Turn your python module packages or packages into registries by a simple call to `comb.registry.add_helper_functions`:
``` python
# datasets.py
from comb import registry
registry.add_helper_functions(__name__)
@register("mnist")
class MNIST(): pass
@register("svhn")
class SVHN(): pass
# loss_functions.py
from comb import registry
registry.add_helper_functions(__name__)
@register("mse")
class MeanSquaredError(): pass
@register("infonce")
class InfoNCE(): pass
```
Afterwards, you can easily list and instantiate your functions:
``` python
>>> import datasets
>>> datasets.get_options("*")
mnist svhn
>>> datasets.init("mnist")
MNIST()
```
## Scheduling experiments
`comb` does not attempt to provide ways to actually launch these experiments ─ there are plenty tools better suited for this.

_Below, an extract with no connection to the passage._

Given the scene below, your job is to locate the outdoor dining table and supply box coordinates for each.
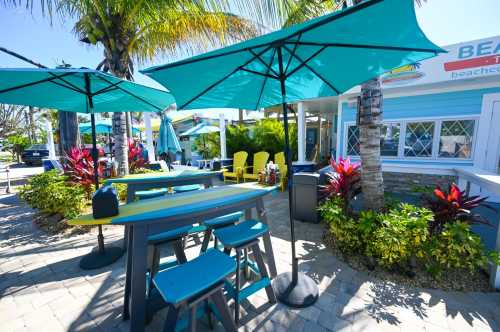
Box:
[72,183,277,331]
[104,170,220,203]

To name a few suggestions, the following workflows are possible:
### Using GNU parallel
Scheduling a maximum of 2 consecutive jobs via [GNU parallel](https://www.gnu.org/software/parallel/) (similar results can be achived via e.g. `xargs`):
``` bash
$ python -m comb bash-example || exit 1 | parallel --jobs 2 'echo Scheduling job {#}; eval {}'
```
### Using SLURM
Scheduling a job array via slurm:
``` bash
mkdir -p submitted
python -m comb bash-example > jobs.lst
num_jobs=$(wc -l jobs.lst)
jobid=$(sbatch -a 1-${num_jobs} --wrap 'job=$(sed -n ${SLURM_ARRAY_TASK_ID}p jobs.lst); srun ${job}')
mv jobs.lst submitted/{jobid}.lst
```
## License
`comb` is released under an MIT License.